Who is feeling the pinch after YouTube’s return?
KARACHI: The Pakistani internet community is celebrating the reincarnation of YouTube, but there are those who have taken the ban reversal personally.
After all, the ban, imposed on the world’s largest video-sharing website in September 2012, meant there was a vacuum waiting to be filled. These Pakistanis launched local proxies to counter the ban, meaning that internet users had to themselves the next-best alternative.
However, their flourishing businesses are now bound to take a financial hit. Over 50 small entrepreneurs whose business model was custom-built to fill the void have already started feeling the pinch.
Local video-sharing websites have been witnessing a steady drop in traffic since December 5, 2015 — when the world’s largest video-streaming website became accessible across Pakistan.
“With the government removing the official ban last week, things are only going to get worse for YouTube’s local proxies,” say experts.
YouTube was blocked in Pakistan on September 17, 2012 for not removing blasphemous content from its platform.
After Google – YouTube’s parent company – and the Government of Pakistan failed to reach any agreement in this regard, the Pakistan Telecommunication Authority (PTA); the telecom sector’s regulatory body, directed the country’s internet service providers to block access to YouTube.
Though the website officially remained blocked in the country for over three years, it was always available to Pakistani users through proxy servers. It became even easier to access the website’s content after local entrepreneurs launched their own portals allowing ‘direct access.’ Local video-streaming websites, such as playit.pk, ytpak.com and tune.pk, not only provided an alternative to YouTube but also flourished and booked significant profits.
Lahore-based Ytpak was boasting 1 million daily page views with 200,000 videos watched on the platform every day less than a year ago. Playit.pk was recording 2 million daily page views until recently.
According to market sources, these local websites were making between $1.5 and $4 in cost per 1,000 impressions (CPM) – a popular measure to calculate ad revenues of such websites. Moreover, the top players even booked between $5,000 and $7,000 in monthly profits and remained among top 50 websites in the country.
Come December, 2015 and the equation started to change as YouTube became accessible across Pakistan. Though the government’s official stance was unchanged, the video-streaming giant was allowed to be accessible unofficially; multiple government sources confirmed this to The Express Tribune.
“We have witnessed up to 30% drop in our traffic since YouTube became accessible in the country,” said Playit.pk’s Founder and CEO Muhammad Sohaib Shaheen. The 2013-start-up from Faisalabad saw its Alexa ranking drop by 9 points to 49 as on Saturday (January 23) compared to 40 as on December 5 last year. The websites daily page views dropped from 1.7-2 million two months ago to 1.3-1.5 million now.

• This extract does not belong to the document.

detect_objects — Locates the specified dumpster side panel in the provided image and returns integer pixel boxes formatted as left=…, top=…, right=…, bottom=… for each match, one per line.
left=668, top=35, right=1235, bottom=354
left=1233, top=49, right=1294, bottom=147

“It will certainly affect their traffic and might even get to a stage where survival becomes difficult,” said, Badar Khusnood, Co-founder and Partner at Bramerz, a leading digital marketing agency.
“These companies were reproducing YouTube’s content, which was not legal, but some brands still chose to advertise with them,” Khusnood said adding that this might change.
“YouTube’s local version promotes local content, thus the brands would like to advertise with it. If these entrepreneurs find other revenue streams or restructure their business model they can survive,” he added.
While many of these proxies may go out of business, top players still seem to be optimistic about their business.
“A lot of controversial content is uploaded on YouTube every day and it takes a while to take it off the platform,” said Ytpak’s Erfan Ilyas. “It might work in their favour.”
Ytpak witnessed over 15% decrease in its traffic to 3.5 million visitors per month compared to 4.2 million a month ago. Ilyas, however, insists it wasn’t a big drop and won’t lead to a troubled situation.
“We expect the slowdown over the next two to three months only. Meanwhile, we are engaging users through local content and also developing new products,” he said, adding brands that have traffic would continue to get business.
While these entrepreneurs refused to disclose financials, a look at the overall market size offers some explanation for their interest in this growing market segment.
Pakistan’s documented advertising market is $500 to $600 million, say market sources – one of the main reasons why Google, which can make around $8 to $10 million a year from Pakistan, launched its local version, they say.